Mired in controversy surrounding network neutrality, major telecommunications-reform legislation will not be considered at least until the U.S. Senate reconvenes after the November elections, according to Sen. Ted Stevens (R-Alaska).

As chairman of the Senate Commerce Committee, Stevens was able to lead the passage of a broad telecom bill through his committee earlier this year. However, while the bill emerged from the committee, a deadlocked vote on network neutrality portended a struggle on the Senate floor.

Before Congress recessed in August, Stevens said he planned to get the 60 votes of support needed to ensure a filibuster effort could not undermine the bill. However, the legislation has yet to be scheduled for debate on the Senate floor.

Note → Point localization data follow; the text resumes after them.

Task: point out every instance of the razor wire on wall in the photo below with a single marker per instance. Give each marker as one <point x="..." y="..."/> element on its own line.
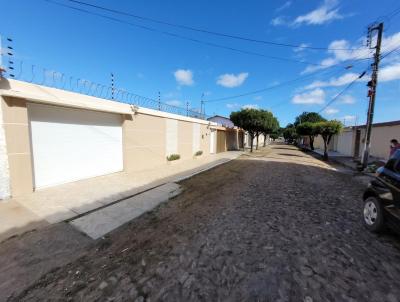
<point x="20" y="70"/>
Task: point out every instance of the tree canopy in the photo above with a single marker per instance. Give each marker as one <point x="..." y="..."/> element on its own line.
<point x="328" y="129"/>
<point x="255" y="122"/>
<point x="311" y="117"/>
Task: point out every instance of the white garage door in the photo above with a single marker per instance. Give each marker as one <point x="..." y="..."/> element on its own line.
<point x="71" y="144"/>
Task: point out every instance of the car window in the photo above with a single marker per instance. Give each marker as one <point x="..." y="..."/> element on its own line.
<point x="396" y="167"/>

“It obviously can’t be done before we go into recess, but I do hope we can find some way before we leave to schedule it so it will be part of the plan when we come back into session, probably on Nov. 13,” Stevens said in a speech last week before the Progress & Freedom Foundation.

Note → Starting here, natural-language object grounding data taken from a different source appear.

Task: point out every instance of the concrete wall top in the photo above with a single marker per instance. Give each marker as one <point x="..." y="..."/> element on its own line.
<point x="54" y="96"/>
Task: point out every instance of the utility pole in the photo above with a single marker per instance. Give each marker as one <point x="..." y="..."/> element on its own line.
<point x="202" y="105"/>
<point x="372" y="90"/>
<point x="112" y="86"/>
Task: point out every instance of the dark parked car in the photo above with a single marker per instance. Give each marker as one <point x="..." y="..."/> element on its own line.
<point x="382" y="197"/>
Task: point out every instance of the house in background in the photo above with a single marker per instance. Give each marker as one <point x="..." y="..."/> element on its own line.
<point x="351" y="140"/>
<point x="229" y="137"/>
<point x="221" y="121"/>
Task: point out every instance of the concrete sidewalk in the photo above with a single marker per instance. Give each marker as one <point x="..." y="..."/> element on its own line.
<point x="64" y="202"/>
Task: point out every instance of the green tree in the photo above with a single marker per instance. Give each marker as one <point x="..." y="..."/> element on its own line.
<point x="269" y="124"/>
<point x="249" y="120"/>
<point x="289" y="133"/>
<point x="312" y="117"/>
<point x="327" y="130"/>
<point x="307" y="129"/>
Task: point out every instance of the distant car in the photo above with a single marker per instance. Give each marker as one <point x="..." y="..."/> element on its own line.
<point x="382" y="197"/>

Indeed, Congress is expected to recess so members can return to their re-election campaigns as early as tomorrow, said Yucel Ors, legislative director for the Association of Public-Safety Communications Officials (APCO).

“At this time, we don’t see the telecom bill moving,” Ors said. “After the elections, they’ll know exactly what the playing field is.”

Whether the bill moves during the lame-duck session may depend largely on the election results, according to multiple Beltway sources. If the Republican Party maintains its majority in the Senate, the bill is more likely to pass with its current language. If the Democratic Party gains a majority in the Senate, there is a greater chance that the bill will have to be reconsidered when the new Congress convenes in February 2007.